Congress certainly has some powers. They could, for examle, refuse to fund the NSA which would bring this to a screeching halt. There really are not that many areas where Congress has passed laws relating to conduct of a war that I can think of. It is a fairly limited situation, and in most cases Presidential authority is clear.

Certainly the fact that the 'war on terror' will be both long term and heavily engaged on a domestic front means that there is cause for concern about assertion of war time powers in general over this conflict. There is also the counter that American lives are at stake, and ultimately it is the President's duty to protect them. It probably does require a balance in some ways.


Certainly there are good arguements that the President has overstepped his bounds on the surveillance issue and the torture issue. I don't think it is fair to characterize this as saying the President holds the position that there are no checks on his authority. He may believe this I suppose, but we don't have enough evidence to make that conclusion.

I would also say that while an arguement that is based upon the proposition that Bush is an evil and power hungry man may well please those who already feel that way, it is unlikely to convince anyone who doesn't believe that (a substantial number of voters) and when you make that your first premise, any other more palatable arguements you have are likely to be ignored.

Posted by: Dave Justus | Dec 22, 2005 12:41:46 PM

Geeze, Dave. "Ginger" is a foreigner and really has no dog in this fight. Also, Ginger is from what is now becoming a totalitarian state. No question. All handguns and most all other weapons are illegal to simply possess in one's home. Next, when the weapons are gone, they do this....


Posted by: Fred Jones | Dec 22, 2005 1:10:00 PM


Ginger is a thinking being and thus able to comment on things that are not necessarily directly relevant to one's personal expirience. Whether or not Ginger lives in a totalitarian state is irrellevant.

However, since you feel strongly that those who have no dog in a fight shouldn't comment I expect we will not see any more comments from you about gay marriage until you have announced that you are a homosexual. I for one will welcome the quiet.
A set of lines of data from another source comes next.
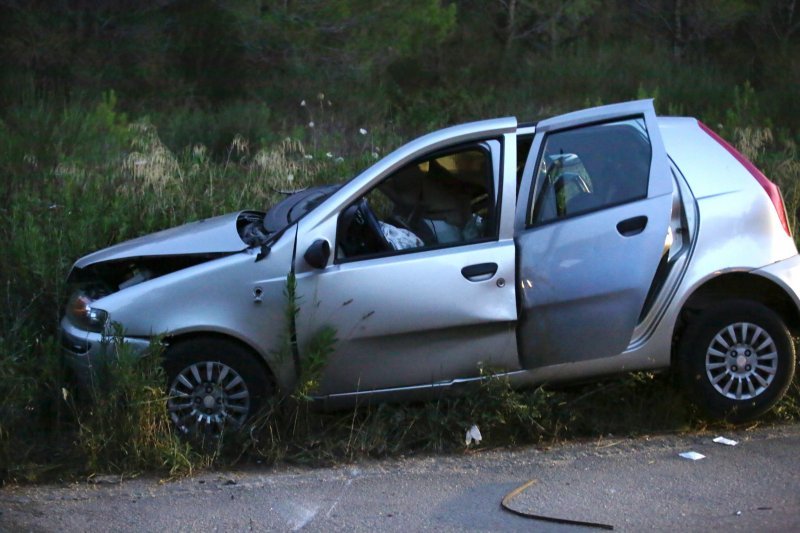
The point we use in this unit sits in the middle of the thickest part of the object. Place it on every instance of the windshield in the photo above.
(296, 206)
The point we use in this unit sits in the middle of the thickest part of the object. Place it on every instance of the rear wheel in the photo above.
(737, 359)
(214, 386)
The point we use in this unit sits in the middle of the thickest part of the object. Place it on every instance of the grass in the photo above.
(88, 176)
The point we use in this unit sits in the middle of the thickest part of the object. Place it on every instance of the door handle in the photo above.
(479, 272)
(632, 226)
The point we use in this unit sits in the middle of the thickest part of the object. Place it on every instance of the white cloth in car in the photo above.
(399, 238)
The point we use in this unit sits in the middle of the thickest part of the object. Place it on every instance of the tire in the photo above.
(213, 385)
(736, 359)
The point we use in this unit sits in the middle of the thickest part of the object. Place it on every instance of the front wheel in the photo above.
(214, 385)
(737, 359)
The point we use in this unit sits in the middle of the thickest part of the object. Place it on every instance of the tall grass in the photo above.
(81, 177)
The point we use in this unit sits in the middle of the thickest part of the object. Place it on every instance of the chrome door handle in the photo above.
(479, 272)
(632, 226)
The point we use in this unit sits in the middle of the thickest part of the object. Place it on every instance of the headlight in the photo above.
(81, 313)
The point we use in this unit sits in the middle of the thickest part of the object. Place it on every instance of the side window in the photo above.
(447, 199)
(591, 168)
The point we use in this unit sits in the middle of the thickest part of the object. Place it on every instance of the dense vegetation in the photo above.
(120, 117)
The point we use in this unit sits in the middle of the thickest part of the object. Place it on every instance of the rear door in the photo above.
(591, 228)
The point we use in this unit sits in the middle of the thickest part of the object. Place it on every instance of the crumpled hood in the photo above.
(209, 236)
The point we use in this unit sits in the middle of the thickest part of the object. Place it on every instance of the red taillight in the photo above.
(772, 190)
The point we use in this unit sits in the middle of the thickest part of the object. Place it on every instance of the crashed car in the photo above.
(602, 241)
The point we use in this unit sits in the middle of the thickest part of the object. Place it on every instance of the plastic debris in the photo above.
(473, 435)
(692, 456)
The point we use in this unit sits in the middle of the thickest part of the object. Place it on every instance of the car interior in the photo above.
(443, 200)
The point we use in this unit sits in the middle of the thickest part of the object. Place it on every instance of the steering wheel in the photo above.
(360, 232)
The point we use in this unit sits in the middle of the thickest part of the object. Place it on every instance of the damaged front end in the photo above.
(94, 277)
(204, 276)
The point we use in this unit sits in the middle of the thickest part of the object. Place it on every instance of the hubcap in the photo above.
(206, 397)
(741, 361)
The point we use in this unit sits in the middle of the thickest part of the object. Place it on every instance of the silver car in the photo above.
(603, 241)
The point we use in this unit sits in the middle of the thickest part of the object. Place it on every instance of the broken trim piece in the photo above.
(506, 504)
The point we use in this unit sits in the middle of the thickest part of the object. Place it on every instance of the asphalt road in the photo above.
(629, 484)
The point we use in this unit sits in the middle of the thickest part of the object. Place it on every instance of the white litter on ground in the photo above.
(473, 435)
(693, 456)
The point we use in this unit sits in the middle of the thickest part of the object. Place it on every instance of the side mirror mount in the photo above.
(318, 253)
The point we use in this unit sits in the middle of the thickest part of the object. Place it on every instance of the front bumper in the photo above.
(85, 352)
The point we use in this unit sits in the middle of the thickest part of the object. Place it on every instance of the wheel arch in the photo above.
(262, 361)
(739, 286)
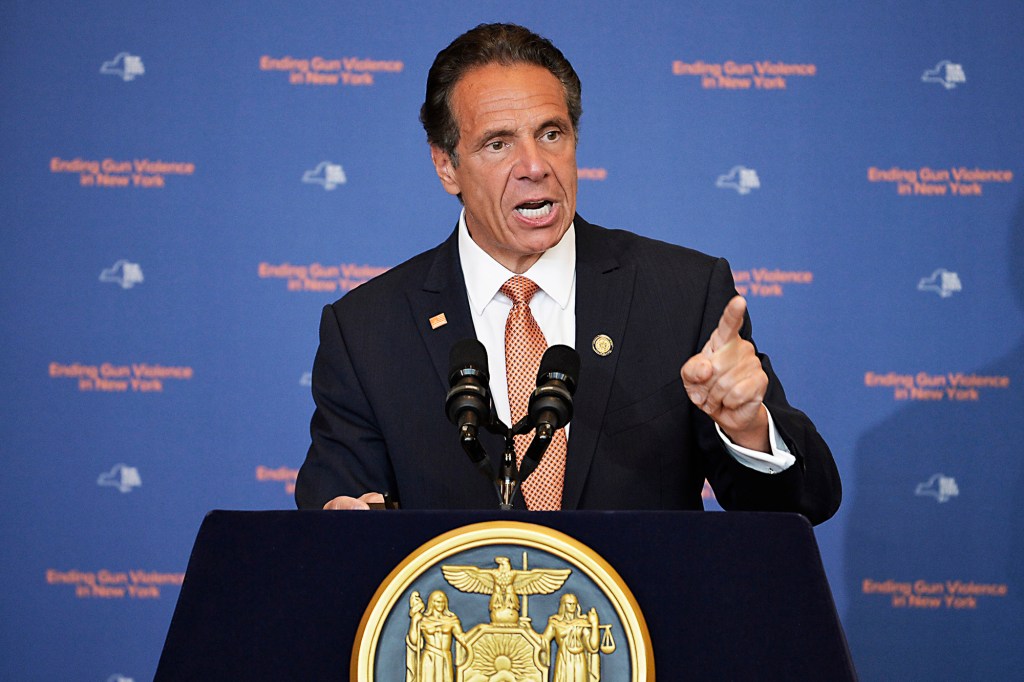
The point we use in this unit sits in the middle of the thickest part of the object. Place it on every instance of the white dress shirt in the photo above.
(554, 308)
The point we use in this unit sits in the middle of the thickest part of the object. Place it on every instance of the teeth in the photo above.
(536, 213)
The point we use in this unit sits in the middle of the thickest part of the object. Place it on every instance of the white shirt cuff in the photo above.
(778, 461)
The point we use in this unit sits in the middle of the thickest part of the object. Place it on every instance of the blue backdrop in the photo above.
(184, 185)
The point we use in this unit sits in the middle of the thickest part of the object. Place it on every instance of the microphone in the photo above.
(468, 400)
(551, 403)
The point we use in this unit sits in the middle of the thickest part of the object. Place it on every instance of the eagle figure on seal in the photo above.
(505, 584)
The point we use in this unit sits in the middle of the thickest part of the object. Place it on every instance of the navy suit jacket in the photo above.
(636, 441)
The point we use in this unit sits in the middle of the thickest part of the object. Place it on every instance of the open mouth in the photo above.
(534, 210)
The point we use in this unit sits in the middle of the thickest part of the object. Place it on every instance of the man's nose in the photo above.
(530, 162)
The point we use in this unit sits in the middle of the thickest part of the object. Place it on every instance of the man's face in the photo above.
(517, 172)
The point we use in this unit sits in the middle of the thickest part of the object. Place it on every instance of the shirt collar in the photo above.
(553, 271)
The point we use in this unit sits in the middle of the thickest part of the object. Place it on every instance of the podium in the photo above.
(280, 595)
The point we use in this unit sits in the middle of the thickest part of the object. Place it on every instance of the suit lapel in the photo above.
(604, 291)
(442, 292)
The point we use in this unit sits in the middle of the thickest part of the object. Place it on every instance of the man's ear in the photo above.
(444, 169)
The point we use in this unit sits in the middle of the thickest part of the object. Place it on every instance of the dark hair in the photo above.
(489, 43)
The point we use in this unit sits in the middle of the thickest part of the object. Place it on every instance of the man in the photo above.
(671, 388)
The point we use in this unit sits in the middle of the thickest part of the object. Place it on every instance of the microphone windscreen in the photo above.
(561, 359)
(467, 354)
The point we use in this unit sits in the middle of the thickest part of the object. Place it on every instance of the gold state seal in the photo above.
(585, 602)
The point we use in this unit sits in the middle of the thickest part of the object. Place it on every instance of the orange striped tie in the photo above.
(524, 344)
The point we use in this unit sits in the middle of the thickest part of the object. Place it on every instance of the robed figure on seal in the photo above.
(428, 645)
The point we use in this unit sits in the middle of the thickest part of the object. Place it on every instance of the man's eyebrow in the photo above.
(491, 134)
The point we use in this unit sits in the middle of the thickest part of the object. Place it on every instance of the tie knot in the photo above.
(519, 289)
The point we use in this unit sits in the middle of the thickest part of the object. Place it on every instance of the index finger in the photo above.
(731, 321)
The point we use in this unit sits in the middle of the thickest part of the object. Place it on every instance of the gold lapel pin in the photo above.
(602, 344)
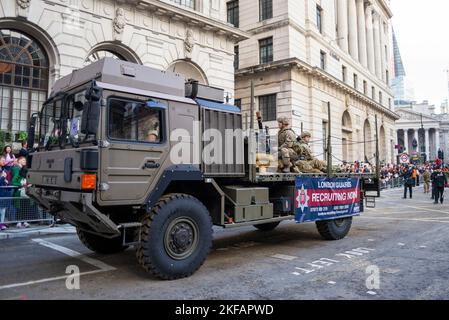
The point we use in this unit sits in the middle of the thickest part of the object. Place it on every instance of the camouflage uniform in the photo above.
(286, 141)
(307, 163)
(150, 127)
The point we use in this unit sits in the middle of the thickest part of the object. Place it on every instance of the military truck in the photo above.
(103, 161)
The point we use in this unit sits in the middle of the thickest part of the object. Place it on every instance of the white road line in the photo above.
(403, 219)
(103, 267)
(94, 262)
(15, 285)
(284, 257)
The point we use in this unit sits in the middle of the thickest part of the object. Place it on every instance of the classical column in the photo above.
(370, 39)
(416, 136)
(437, 142)
(342, 24)
(353, 37)
(406, 144)
(427, 141)
(361, 31)
(382, 50)
(377, 51)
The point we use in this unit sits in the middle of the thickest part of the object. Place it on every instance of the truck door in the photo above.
(135, 147)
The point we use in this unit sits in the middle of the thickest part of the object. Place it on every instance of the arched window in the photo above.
(23, 79)
(100, 54)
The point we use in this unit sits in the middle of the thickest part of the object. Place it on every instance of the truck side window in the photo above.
(131, 120)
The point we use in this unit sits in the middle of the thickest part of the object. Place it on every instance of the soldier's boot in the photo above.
(295, 169)
(287, 164)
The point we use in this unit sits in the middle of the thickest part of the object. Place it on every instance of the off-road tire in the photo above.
(267, 226)
(99, 244)
(155, 255)
(334, 229)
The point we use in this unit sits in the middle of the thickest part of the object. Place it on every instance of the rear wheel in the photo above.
(334, 229)
(267, 226)
(99, 244)
(176, 237)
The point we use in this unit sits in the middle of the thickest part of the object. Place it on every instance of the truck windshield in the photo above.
(50, 122)
(60, 121)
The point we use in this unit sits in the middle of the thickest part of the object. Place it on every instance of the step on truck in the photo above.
(133, 156)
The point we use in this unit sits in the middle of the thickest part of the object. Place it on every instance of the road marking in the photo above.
(103, 267)
(15, 285)
(94, 262)
(284, 257)
(403, 219)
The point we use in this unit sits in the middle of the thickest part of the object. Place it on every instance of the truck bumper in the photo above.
(75, 208)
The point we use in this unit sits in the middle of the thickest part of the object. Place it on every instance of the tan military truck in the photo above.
(105, 163)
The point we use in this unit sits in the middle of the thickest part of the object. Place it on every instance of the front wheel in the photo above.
(334, 229)
(176, 237)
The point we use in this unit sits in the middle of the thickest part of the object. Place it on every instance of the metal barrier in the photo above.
(20, 209)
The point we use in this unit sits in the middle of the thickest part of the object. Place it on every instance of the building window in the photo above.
(23, 80)
(185, 3)
(267, 106)
(323, 60)
(236, 57)
(325, 138)
(265, 9)
(319, 18)
(238, 103)
(266, 50)
(233, 12)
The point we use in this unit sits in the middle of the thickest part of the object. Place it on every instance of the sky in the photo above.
(422, 29)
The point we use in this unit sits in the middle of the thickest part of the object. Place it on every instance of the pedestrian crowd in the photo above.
(13, 184)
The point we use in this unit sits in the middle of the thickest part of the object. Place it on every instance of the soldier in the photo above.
(150, 129)
(286, 141)
(307, 163)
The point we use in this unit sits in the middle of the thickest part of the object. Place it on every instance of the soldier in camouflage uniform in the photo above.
(150, 129)
(286, 141)
(307, 163)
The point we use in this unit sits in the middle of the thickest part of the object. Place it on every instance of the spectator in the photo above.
(440, 184)
(9, 157)
(407, 175)
(24, 151)
(18, 180)
(4, 193)
(426, 177)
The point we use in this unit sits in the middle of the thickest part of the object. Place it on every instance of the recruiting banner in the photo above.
(326, 199)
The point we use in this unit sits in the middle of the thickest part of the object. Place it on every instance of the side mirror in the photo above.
(32, 130)
(91, 114)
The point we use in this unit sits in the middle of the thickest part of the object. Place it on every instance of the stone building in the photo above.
(303, 54)
(42, 40)
(422, 131)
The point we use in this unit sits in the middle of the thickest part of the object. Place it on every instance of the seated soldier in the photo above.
(286, 141)
(307, 163)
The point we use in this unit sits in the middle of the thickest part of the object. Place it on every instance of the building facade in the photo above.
(43, 40)
(422, 131)
(304, 54)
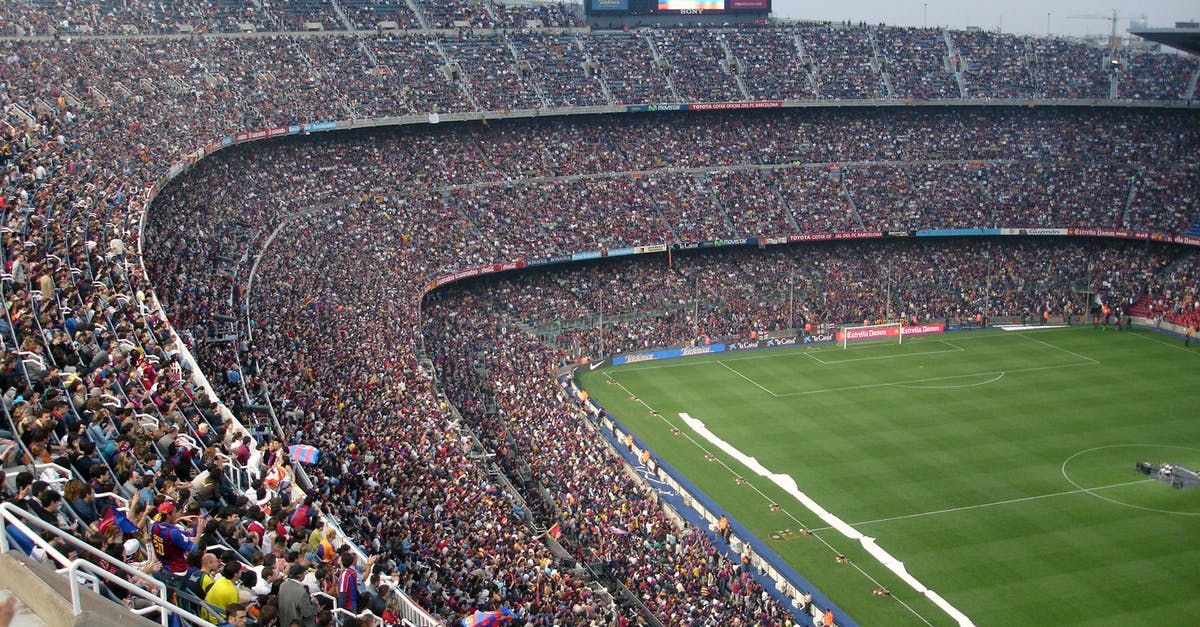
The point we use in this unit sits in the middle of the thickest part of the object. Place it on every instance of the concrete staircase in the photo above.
(45, 598)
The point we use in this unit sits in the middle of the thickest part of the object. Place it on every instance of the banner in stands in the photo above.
(731, 106)
(923, 329)
(825, 237)
(653, 356)
(547, 261)
(778, 342)
(955, 232)
(610, 5)
(703, 106)
(869, 333)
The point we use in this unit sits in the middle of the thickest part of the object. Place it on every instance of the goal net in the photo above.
(887, 333)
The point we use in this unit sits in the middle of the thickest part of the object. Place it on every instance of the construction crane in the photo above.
(1114, 39)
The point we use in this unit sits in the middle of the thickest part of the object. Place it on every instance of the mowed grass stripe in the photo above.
(886, 451)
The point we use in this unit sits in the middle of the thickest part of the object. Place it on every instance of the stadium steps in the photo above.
(45, 598)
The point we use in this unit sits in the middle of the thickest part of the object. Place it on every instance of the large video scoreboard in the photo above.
(675, 7)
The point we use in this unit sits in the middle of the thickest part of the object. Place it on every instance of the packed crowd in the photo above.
(96, 382)
(406, 72)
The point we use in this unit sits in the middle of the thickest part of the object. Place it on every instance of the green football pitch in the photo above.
(999, 467)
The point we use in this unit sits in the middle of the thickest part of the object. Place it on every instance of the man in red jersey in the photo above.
(172, 543)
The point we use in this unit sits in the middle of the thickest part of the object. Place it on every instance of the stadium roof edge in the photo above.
(1187, 40)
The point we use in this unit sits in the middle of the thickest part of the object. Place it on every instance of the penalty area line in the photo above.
(979, 506)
Posted by: Dave Justus | Dec 22, 2005 2:06:04 PM

Didn't you get the memo, Dave, that this subject is off limits? According to all the liberals, you must be a latent homo for even mentioning this.

Here's the position, Dave, just so we are clear:

You can be just as much of a fruitcake, Davey, as you please and it wouldn't affect me very much at all. However,it affects everyone when a tiny minority attempts to change the very foundation of our society, and that's the only issue that I really care about.

Other than that, go for it, Susan!!!

Posted by: Fred Jones | Dec 22, 2005 2:56:00 PM

Ginger is an American citizen who happens to be living in Britain. I have plenty of dogs in this fight.

"However,it affects everyone when a tiny minority attempts to change the very foundation of our society, and that's the only issue that I really care about."

Yeah, Cheney and his pals piss me off, too.

Posted by: Ginger Yellow | Dec 23, 2005 6:33:27 AM

Yeah, Cheney and his pals piss me off, too.

Then you understand the feeling. Only the issues are different. I affirm your right to feel this way. It's a free country. I also expect you to uphold my right to feel this way on my issues. You don't have to agree with me. Just understand that I have that right.